Heat maps and click data

Maze and Useberry both produce clean first-click heat maps. UserTesting has them but treats them as secondary to video. PlaybookUX's are usable but visually rougher. If your deliverable is "show stakeholders where people clicked," Maze is the one we reach for.

Video as the deliverable

UserTesting's video editing tools — clip creation, reel building, transcript search — are years ahead of the others. Highlight reels are how we communicate findings to executives, and the time saved on reel building alone justifies the price gap if you're producing them weekly. PlaybookUX is the next best here. Maze and Useberry both lag.

Prototype handling

Maze has the best Figma integration. The link-and-go experience is fastest, and the test results map back to specific Figma frames cleanly. Useberry is close. UserTesting handles Figma fine but it feels bolted on. PlaybookUX is usable but unloved.

What we use for what

For executive-facing video deliverables on retainer work: UserTesting. The cost is justified by the time we save and the credibility the panel gives findings.

For weekly design iteration on prototypes — quick directional tests on Figma flows: Maze. Fast, cheap, the heat maps satisfy stakeholders, and the Figma integration removes friction.

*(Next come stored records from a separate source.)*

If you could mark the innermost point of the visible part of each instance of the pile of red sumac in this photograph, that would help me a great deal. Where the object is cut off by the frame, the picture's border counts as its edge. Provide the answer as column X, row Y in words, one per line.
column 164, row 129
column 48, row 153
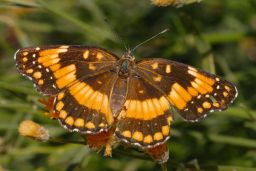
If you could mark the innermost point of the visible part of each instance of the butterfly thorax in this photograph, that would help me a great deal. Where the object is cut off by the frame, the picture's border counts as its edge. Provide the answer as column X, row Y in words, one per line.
column 126, row 63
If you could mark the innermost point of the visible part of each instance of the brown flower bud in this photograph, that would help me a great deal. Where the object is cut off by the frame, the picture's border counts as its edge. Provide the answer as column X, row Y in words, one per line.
column 33, row 130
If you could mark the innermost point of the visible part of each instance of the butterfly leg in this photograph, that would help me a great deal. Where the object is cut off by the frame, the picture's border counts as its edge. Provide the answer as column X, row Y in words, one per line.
column 160, row 153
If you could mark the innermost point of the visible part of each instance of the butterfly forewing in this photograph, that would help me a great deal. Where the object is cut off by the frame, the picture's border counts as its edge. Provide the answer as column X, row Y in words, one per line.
column 192, row 92
column 79, row 77
column 84, row 106
column 53, row 68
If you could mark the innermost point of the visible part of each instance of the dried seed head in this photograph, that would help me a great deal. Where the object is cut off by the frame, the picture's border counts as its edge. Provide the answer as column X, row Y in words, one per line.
column 33, row 130
column 176, row 3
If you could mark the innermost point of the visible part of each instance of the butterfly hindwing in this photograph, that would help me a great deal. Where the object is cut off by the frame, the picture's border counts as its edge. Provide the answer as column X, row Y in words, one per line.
column 145, row 119
column 53, row 68
column 80, row 79
column 192, row 92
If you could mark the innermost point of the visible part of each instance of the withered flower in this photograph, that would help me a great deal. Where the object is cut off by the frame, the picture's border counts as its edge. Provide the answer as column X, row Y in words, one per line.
column 33, row 130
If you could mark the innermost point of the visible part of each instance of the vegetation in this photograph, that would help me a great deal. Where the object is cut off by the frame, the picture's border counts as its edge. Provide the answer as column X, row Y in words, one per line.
column 218, row 36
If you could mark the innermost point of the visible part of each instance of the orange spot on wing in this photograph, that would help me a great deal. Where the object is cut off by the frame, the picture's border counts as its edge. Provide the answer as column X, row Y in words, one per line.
column 177, row 100
column 44, row 59
column 52, row 51
column 65, row 80
column 182, row 92
column 192, row 91
column 201, row 77
column 65, row 70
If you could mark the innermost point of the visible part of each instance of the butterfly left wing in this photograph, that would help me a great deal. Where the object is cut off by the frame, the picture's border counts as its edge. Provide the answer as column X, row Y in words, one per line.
column 84, row 106
column 79, row 78
column 194, row 93
column 53, row 68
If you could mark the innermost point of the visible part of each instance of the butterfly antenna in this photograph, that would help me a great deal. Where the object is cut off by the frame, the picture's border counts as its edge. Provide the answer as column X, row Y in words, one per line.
column 117, row 36
column 162, row 32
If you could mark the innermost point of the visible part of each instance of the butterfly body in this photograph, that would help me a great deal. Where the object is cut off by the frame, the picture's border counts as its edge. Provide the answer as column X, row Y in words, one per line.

For first-click tests, tree tests, and card sorts where we don't need video: Useberry. Genuinely good value, and the methodology-specific tools (tree testing in particular) are stronger than any of the others.

For B2B work that's not big enough to justify UserTesting's price: PlaybookUX. The B2B panel is the differentiator. We use them maybe five times a year.

If we could only keep one, it would be Maze for breadth and Useberry for value, and we'd push back hard on any executive who claimed UserTesting was a hard requirement without having priced the alternatives. We've watched too many agencies pay UserTesting prices for work that didn't need UserTesting's panel.